Uskup Italia meminta maaf karena memberi tahu anak-anak bahwa Santa tidak ada
Lifestyle

Uskup Italia meminta maaf karena memberi tahu anak-anak bahwa Santa tidak ada

Uskup Noto di Sisilia mengejutkan anak-anak sekolah minggu lalu ketika dia menjatuhkan bom selama festival seni — memberi tahu mereka bahwa Bapa Natal itu tidak nyata.

“Tidak, Sinterklas tidak ada. Bahkan, saya ingin menambahkan bahwa setelan merah yang dikenakannya dipilih oleh Coca Cola secara eksklusif untuk tujuan periklanan,” kata Antonio Staglian kepada anak-anak, menurut media Sisilia.

Media Italia melaporkan bahwa komentar tersebut muncul dalam sebuah acara yang diadakan pada hari raya Santo Nikolas, yang menjadi inspirasi awal sosok Sinterklas dan dikenal luas karena kedermawanannya.

Namun, setelah komentar uskup itu menjadi viral, Keuskupan Noto memposting permintaan maaf di halaman Facebook-nya, yang ditulis oleh sekretaris pers Staglianò, Pastor Alessandro Paolini.

“Pertama-tama, atas nama Uskup, saya menyatakan penyesalan atas pernyataan yang mengecewakan anak-anak ini, dan ingin mengklarifikasi bahwa ini sama sekali bukan niat Tuan Staglian,” kata pernyataan itu.

Paolini mengatakan tujuan uskup adalah untuk “merefleksikan makna Natal dan tradisi indah yang menyertainya dengan kesadaran yang lebih besar dan” mendapatkan kembali keindahan Natal yang sekarang semakin ‘komersial’ dan ‘tidak dikristenkan’.”

“Jika kita semua dapat mengambil pelajaran, tua atau muda, dari sosok Sinterklas (yang berasal dari Uskup St. Nicholas) adalah ini: lebih sedikit hadiah untuk “diciptakan” dan “dikonsumsi” dan lebih banyak “hadiah” untuk dibagikan, ” tambah pernyataan itu.

Staglianò juga meninjau kembali komentar tersebut dalam sebuah wawancara dengan surat kabar Italia La Repubblica yang diterbitkan Jumat, dengan mengatakan, “Saya tidak memberi tahu mereka bahwa Sinterklas tidak ada, tetapi kami berbicara tentang perlunya membedakan apa yang nyata dari apa yang tidak.”

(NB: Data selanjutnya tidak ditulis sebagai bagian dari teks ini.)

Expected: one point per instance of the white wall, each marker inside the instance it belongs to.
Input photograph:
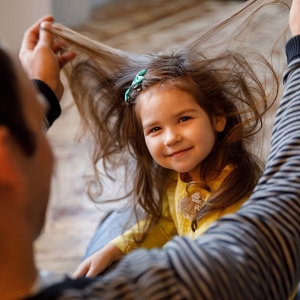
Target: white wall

“Fakta nyata telah terungkap, yaitu bahwa Natal bukan lagi milik orang Kristen,” kata Staglian kepada surat kabar itu, seraya menambahkan bahwa “suasana lampu Natal dan belanja telah menggantikan Natal.”

Dia mengatakan “budaya konsumen” telah mengaburkan makna sebenarnya dari festival tersebut, yang merupakan pesan memberi – diilustrasikan oleh kelahiran bayi Yesus, yang “dilahirkan untuk memberikan dirinya kepada seluruh umat manusia.”

Permintaan maaf itu setuju, mengatakan pada Natal “kami menerima Hadiah par excellence, Yesus Kristus,” dan menyarankan “muncul untuk seseorang yang telah kita abaikan atau abaikan untuk waktu yang lama atau memperbaiki hubungan yang rusak” sebagai hadiah yang lebih bermakna.